O’Connor was widely viewed as both a federalist and as a moderate. Once confirmed, she approached each case narrowly, avoiding reliance on long-lasting sweeping precedents to justify her holdings. More frequently than not she sided with the court’s more conservative male bloc, although as she grew into her term she often was seen as the court's reliable middle or swing vote. O’ Connor once said: “The power I exert on the court depends on the power of my arguments, not on my gender.”
For Barrett, who is a self-described originalist or textualist, the fear is much greater, and I suspect unfairly so. I have seen the arguments made by senators and media pundits alike that someone who supports the “original text” of the Constitution must also support slavery, women being denied basic rights, the right to vote, and so on. That is ridiculous. Originalism does not mean that at all. What it means is that when reading and reviewing the U.S. Constitution, which has been amended 27 times since 1787, the judge looks to the “intent” of those who drafted the law.
When originalists look at the amendments, they likewise look to the intent of the drafters. So for example, the 15th Amendment gave Black men the right to vote. The 19th Amendment gave women the right to vote. Originalists do not then harken back to the text of the document “before the amendments” were passed to use in their analysis.

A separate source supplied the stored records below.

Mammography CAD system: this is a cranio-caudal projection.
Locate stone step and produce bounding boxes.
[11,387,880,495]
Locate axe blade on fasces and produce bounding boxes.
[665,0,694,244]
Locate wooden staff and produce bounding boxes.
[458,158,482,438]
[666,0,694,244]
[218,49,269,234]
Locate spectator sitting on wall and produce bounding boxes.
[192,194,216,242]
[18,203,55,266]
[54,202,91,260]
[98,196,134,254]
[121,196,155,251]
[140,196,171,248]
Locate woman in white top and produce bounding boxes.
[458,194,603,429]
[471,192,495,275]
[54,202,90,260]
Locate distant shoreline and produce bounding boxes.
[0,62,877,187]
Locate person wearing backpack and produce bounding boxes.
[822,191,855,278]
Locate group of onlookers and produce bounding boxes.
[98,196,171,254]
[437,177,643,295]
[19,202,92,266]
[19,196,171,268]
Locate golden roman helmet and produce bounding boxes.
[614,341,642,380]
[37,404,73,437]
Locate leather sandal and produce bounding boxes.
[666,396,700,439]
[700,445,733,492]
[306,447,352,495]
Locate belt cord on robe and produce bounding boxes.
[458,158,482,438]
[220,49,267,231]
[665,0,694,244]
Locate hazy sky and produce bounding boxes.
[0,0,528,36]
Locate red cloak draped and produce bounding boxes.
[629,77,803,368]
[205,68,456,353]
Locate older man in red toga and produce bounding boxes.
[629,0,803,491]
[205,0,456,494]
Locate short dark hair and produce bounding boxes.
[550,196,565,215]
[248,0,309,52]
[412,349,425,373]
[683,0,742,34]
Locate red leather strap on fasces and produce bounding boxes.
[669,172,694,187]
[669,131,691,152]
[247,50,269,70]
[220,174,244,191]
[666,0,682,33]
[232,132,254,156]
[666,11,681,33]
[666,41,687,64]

For all the concerns about how a Justice Barrett would rule in November on the Supreme Court case likely to decide the fate of the Affordable Care Act, I think she has given her answer. It rests in severability. She clearly would be inclined to remove a provision of the Act while leaving the law intact. She has said she reveres stare decisis (Latin for “let the decision stand”) and is for precedent. For the same reason, I do not think that this court, including Barrett, is likely to consider a direct challenge to the validity of its Roe v. Wade decision.
But again, I also do not think that Barrett being an originalist is the problem. The problem for her is that she is a conservative woman. Let’s be honest: If you look at Gallup's poll of the most admired women in America over the past decade, who heads that list? Hillary Clinton. Michelle Obama. Oprah. Nancy Pelosi. Ruth Bader Ginsburg. Elizabeth Warren. Kamala Harris. Only first ladies Laura Bush and Melania Trump make the list as conservative women.
Conservative women are not liked by the media or profiled by the media. They are seen as anti-woman because they are often anti-abortion. They are seen as anti-woman because they tend to be married, more traditional, mothers of larger families, despite being successful in their own careers. We have no conservative female icons in America. Not at least in the mainstream media. Sarah Palin, when she was nominated for VP in 2008 had a following for sure, but she was not widely viewed as a female role model in the way Geraldine Ferraro was as the first woman VP nominee in 1984.
Democratic and liberal women in America get all the press and all the love. We need to evolve past this. We need to agree that all of us as women have been subject to gender discrimination, sexual harassment in some form, disrespect from male colleagues, and on and on. All of us. Not just some of us.
What I want to say to my friends on the left and progressive side of politics is that Judge Barrett is going to be confirmed. She will be our next female justice. So our hope has to be that she turns out to be more like Justice O’Connor than her mentor, Justice Scalia. Or maybe, just maybe, we end up with her being like neither of them.
And instead, as she carves out her own unique voice and judicial philosophy over the 35 years or more that she is likely to be on the court, just maybe the media—and many Americans—will recognize this conservative woman as the role model that she already is.